Par Mathieu Seguin | Rédacteur sport
Le retour potentiel de Jayson Tatum cette saison suscite de nombreuses attentes à Boston. Blessé au tendon d’Achille lors des playoffs 2025, il n’a encore disputé aucun match. Pourtant, la bonne saison collective relance l’idée d’un comeback rapide. Kenyon Martin estime que cette option pourrait être risquée.
Habituellement, une telle blessure nécessite près d’un an de récupération complète. Or la progression du joueur paraît plus rapide que prévu, ce qui alimente l’espoir d’un retour avant les playoffs. Certains imaginent déjà que sa présence pourrait transformer Boston en favori immédiat au titre. Mais cette projection collective ne correspond pas forcément à l’intérêt du joueur.
Kenyon Martin, passé lui-même par des blessures importantes, insiste sur la prudence. « Je ne veux pas qu’il revienne trop vite et risque d’aggraver la situation », explique-t-il, rappelant que ce type de décision peut influencer toute une carrière.
La carrière avant l’objectif collectif
Selon lui, la réflexion doit rester strictement personnelle. « C’est entre lui et Dieu… la décision doit être la meilleure pour lui, pas pour l’équipe maintenant. C’est sa carrière », affirme-t-il, soulignant que les années de travail priment sur la pression sportive immédiate. Il considère qu’un retour anticipé pourrait compromettre l’ensemble du parcours professionnel.

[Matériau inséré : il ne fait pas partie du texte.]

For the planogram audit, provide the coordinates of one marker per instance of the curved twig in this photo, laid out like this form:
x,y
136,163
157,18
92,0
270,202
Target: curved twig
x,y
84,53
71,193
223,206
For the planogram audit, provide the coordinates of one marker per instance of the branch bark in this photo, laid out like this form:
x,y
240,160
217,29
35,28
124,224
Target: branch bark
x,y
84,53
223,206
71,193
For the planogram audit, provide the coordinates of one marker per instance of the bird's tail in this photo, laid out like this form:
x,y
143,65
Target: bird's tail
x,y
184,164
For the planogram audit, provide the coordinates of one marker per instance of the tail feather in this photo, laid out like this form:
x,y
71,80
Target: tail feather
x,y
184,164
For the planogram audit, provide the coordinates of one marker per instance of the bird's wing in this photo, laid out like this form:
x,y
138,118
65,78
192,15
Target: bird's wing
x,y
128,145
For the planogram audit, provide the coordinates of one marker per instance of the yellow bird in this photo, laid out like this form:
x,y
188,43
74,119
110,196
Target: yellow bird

Tatum lui-même reste prudent dans ses déclarations après avoir repris l’entraînement. « Cela fait 39 semaines depuis l’opération… l’entraînement était juste l’étape suivante. Ça ne veut pas dire que je reviens cette saison ou pas », a-t-il confié, confirmant que la progression suit un plan médical précis plutôt qu’un calendrier compétitif.

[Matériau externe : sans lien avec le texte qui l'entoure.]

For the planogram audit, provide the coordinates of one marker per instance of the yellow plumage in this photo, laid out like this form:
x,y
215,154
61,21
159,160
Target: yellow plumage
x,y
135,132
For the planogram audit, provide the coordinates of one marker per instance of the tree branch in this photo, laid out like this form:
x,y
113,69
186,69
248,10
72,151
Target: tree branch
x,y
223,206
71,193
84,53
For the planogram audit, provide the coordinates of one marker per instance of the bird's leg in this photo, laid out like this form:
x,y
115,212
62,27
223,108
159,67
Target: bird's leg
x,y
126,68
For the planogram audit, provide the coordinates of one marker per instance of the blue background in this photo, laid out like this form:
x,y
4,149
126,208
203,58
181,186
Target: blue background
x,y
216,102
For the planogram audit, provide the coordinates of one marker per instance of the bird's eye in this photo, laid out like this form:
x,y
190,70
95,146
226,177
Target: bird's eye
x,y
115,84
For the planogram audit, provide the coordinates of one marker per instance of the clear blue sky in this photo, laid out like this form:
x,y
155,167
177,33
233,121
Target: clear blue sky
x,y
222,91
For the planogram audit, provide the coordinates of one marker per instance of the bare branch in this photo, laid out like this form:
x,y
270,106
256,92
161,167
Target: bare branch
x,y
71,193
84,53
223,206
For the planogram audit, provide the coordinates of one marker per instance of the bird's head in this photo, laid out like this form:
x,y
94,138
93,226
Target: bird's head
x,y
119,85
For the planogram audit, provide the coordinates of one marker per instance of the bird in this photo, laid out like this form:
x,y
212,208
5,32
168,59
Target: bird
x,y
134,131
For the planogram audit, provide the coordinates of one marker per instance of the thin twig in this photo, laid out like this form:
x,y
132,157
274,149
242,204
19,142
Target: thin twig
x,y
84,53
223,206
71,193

La situation est d’autant plus délicate que Boston réalise une excellente saison sans lui. Ce contexte renforce la tentation d’un retour rapide pour maximiser les chances de titre. Mais il augmente aussi le risque d’une décision influencée par l’environnement plutôt que par la santé.
Les blessures au tendon d’Achille ont historiquement modifié des trajectoires de carrière lorsqu’elles étaient mal gérées. Les franchises privilégient désormais la prudence, même pour leurs stars. La longévité devient un facteur aussi important que la performance immédiate. Le choix final appartiendra donc uniquement au joueur. Entre ambition collective et préservation physique, la décision définira probablement la suite de sa carrière autant que la saison actuelle des Celtics.